UPDATE: Debris flow warning lifted in burned areas of Lake, Yolo counties

Areas denuded of vegetation by summer wildfires, such as stretches of land scorched by the Rocky fire, are under threat of mudslides and flooding from the Pacific storm that hit Northern California Sunday and Monday.
Areas denuded of vegetation by summer wildfires, such as stretches of land scorched by the Rocky fire, are under threat of mudslides and flooding from the Pacific storm that hit Northern California Sunday and Monday. AP

The National Weather Service announced shortly after 6 p.m. Monday that the threat of debris flows in areas affected by the Rocky, Jerusalem and Valley fires had ended.

Flash flood warnings for portions of Colusa, Lake and Yolo counties were issued early Monday afternoon.
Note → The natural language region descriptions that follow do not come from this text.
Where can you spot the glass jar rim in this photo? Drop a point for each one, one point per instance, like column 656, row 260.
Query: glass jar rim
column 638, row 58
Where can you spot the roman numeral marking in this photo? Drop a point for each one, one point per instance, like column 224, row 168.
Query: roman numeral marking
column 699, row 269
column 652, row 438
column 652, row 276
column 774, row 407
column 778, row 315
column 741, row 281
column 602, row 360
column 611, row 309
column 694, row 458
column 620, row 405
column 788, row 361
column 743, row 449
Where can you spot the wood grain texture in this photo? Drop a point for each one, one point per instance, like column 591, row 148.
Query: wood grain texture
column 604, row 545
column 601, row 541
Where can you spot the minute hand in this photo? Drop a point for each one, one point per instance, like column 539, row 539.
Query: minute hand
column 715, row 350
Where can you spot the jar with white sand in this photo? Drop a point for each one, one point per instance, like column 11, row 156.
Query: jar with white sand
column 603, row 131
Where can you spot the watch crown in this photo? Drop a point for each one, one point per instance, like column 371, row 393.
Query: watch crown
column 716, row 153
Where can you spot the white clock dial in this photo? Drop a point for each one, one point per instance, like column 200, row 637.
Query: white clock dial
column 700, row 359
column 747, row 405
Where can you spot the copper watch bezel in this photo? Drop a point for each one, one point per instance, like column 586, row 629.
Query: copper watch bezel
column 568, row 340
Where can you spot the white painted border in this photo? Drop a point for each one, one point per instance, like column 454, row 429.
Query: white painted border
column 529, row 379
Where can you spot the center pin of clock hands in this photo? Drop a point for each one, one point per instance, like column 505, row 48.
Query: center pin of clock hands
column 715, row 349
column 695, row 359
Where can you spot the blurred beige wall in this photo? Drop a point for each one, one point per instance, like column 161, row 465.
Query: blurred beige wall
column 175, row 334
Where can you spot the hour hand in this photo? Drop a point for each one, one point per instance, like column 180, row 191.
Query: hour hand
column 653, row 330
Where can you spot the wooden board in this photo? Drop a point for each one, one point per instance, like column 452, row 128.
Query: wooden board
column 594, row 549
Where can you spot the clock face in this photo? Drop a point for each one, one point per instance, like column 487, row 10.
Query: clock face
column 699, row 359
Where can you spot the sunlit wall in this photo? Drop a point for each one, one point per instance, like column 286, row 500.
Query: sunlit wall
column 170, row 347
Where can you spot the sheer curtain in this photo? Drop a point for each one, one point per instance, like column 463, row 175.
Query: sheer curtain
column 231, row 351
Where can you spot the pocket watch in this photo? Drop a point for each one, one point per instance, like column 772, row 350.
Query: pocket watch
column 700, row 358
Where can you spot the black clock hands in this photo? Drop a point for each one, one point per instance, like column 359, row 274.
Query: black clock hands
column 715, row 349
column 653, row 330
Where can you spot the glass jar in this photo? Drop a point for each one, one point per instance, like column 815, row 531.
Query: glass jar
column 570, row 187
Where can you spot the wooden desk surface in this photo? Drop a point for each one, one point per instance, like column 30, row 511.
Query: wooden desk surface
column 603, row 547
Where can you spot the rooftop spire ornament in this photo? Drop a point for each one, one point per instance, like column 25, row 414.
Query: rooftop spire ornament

As of about 1:30 p.m., Doppler radar indicated heavy rain across the Rocky and Jerusalem fire burn area and more than a half-inch of rain had fallen in the previous 30 minutes, according to the Weather Service. The rains raised concerns about potential debris flows, consisting of rock, mud, vegetation and other loose materials.

Locations threatened by potential flooding included Middletown, Loch Lomond, Ettawa Springs, Seigler Springs, Anderson Springs, Adams, Whispering Pines, Hobergs, Forest Lake, Hidden Valley Lake, Lower Lake and Cobb.

Officials warned people to move away from recently burned areas, and motorists were advised to use caution and not to try to cross flooded roadways or creeks.